Llegó del hospicio con siete años. Primero lo llamaron hospiciano en el pueblo, pero pronto se impuso lo de Bordero, y, desde entonces, nadie lo conocía por Martín. Cuando cumplió catorce años, Julián, su padre adoptivo, le entregó el garrote, el zurrón y la colodra y lo mandó pastor. Desde entonces bregó con el ganado. Después de los años encerrado en el lóbrego casarón del hospicio, el Bordero le tomó el gusto a la vida al aire libre. Disfrutaba careando las ovejas con la ayuda de Tina, su perra trujillana. Le gustaba contemplar la puesta del sol en la sierra las tardes de otoño, antes de mover la piara hacia la majada. Descubría enseguida la cama de la liebre bajo la tomaza o el escarbader­o de las perdices en el cabezo. Distinguía a primera vista las andoscas de las primalas y a las preñadas de las machorras.
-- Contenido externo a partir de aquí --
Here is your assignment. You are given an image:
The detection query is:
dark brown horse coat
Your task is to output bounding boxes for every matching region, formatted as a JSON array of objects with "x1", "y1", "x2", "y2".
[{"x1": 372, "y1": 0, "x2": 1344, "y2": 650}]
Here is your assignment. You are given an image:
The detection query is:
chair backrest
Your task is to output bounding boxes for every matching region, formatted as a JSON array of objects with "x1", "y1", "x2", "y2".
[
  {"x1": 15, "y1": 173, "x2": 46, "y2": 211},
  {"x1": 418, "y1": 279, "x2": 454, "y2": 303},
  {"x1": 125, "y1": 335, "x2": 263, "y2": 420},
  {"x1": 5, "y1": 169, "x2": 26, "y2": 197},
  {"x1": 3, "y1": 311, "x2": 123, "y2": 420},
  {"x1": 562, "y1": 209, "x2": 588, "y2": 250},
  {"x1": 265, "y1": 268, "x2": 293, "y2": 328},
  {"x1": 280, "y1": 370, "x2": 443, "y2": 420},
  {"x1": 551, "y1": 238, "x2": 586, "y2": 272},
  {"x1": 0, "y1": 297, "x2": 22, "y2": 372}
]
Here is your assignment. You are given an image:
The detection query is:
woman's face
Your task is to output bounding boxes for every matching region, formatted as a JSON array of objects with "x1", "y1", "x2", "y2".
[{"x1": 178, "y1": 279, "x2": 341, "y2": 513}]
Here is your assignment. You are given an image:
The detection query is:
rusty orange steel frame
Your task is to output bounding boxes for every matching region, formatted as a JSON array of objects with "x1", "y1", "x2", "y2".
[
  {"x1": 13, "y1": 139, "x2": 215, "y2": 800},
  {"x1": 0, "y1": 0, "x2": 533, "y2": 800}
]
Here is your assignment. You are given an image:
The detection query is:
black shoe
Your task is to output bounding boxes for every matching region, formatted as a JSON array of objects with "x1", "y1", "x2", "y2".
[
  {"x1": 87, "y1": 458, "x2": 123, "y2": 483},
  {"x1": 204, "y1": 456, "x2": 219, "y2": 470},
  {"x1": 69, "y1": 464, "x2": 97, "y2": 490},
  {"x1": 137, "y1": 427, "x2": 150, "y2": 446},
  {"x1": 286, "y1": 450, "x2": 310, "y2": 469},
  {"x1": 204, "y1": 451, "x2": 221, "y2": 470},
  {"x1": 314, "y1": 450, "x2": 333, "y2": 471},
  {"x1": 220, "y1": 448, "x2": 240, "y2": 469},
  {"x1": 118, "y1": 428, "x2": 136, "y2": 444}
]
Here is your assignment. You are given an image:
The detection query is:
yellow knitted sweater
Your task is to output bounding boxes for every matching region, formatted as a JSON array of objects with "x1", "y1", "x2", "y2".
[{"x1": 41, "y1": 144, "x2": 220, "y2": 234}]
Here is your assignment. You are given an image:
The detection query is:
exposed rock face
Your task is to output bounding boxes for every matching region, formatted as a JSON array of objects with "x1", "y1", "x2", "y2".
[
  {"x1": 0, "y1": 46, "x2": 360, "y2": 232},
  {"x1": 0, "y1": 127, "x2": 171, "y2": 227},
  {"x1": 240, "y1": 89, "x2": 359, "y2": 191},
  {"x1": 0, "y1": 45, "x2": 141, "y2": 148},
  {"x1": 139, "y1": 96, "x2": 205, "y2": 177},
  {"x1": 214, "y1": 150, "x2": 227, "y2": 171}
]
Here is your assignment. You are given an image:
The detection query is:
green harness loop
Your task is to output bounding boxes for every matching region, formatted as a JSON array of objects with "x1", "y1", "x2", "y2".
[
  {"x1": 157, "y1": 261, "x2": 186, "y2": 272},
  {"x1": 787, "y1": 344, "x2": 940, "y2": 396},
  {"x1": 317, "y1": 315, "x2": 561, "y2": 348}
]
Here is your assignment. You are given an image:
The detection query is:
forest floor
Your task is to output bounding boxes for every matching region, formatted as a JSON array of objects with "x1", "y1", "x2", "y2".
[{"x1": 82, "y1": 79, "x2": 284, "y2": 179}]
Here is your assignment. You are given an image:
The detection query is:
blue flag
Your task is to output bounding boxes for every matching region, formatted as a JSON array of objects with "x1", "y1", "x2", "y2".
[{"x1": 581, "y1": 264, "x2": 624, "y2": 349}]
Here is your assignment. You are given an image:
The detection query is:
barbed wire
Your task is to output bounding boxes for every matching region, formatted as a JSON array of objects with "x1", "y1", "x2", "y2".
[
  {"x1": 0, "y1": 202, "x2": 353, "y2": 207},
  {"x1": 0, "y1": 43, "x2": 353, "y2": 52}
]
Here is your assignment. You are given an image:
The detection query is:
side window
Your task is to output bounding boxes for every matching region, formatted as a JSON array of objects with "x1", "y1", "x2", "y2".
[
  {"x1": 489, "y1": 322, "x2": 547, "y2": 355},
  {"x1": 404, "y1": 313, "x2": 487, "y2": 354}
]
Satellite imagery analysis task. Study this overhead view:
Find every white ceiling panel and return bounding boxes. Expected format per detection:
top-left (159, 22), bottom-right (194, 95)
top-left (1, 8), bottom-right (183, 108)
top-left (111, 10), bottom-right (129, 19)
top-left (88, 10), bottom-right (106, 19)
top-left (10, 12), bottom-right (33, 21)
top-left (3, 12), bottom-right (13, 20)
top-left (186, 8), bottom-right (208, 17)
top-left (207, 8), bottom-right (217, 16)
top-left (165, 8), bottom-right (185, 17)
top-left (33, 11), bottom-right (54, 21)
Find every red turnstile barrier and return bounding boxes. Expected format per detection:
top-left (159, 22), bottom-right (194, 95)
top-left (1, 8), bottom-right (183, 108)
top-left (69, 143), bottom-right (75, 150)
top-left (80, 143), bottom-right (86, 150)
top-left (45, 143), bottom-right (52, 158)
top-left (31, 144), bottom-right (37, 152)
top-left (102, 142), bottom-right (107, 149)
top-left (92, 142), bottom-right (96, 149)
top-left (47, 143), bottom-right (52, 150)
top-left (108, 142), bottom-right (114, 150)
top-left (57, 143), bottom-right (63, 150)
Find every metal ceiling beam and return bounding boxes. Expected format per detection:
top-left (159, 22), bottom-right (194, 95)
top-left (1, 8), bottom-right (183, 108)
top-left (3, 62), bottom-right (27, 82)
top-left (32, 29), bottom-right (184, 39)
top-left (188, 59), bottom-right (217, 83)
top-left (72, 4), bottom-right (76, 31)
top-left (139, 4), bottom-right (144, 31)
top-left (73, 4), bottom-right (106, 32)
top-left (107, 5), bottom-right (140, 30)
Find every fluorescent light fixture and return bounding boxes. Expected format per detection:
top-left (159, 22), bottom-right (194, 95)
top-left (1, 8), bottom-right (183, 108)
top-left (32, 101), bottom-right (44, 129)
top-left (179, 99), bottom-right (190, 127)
Una tarde de mediados de febrero el Bordero encerró el ganado antes que de costumbre porque la tarde se enmarañó hasta volverse de perros. Arreciaban los algarazos, los animales se apiñaban acobardado­s y Tina andaba detrás de él con el rabo entre las patas. El pastor, un jaquetón de 18 años, llegó al pueblo con el tabardo cubierto de nieve. Le extrañó el gran coche azul aparcado en la plazuela, pero fue al entrar en casa cuando se topó con la sorpresa que había soñado cada noche en el hospicio. En la cocina le esperaba de pie un señor con gafas eleganteme­nte vestido. Julián rompió el breve silencio: «Martín, este hombre dice que es tu padre». El Bordero lo miró de arriba abajo sin decir palabra. «Sí, lo he comprobado –dijo el desconocid­o–, soy tu padre. Quiero que vengas a casa conmigo. Te ayudaré a labrarte un porvenir...» «Perdone, señor, –interrumpi­ó el pastor–, pero no le conozco, ha pasado demasiado tiempo. Mi porvenir está aquí y estos son mis padres». El hombre porfió, pero todo fue inútil. El Bordero oyó con el corazón encogido el motor del coche que se alejaba. Fuera nevaba copiosamen­te. Por lo que he sabido, Martín nunca acudió en la ciudad a un despacho de abogados de familia.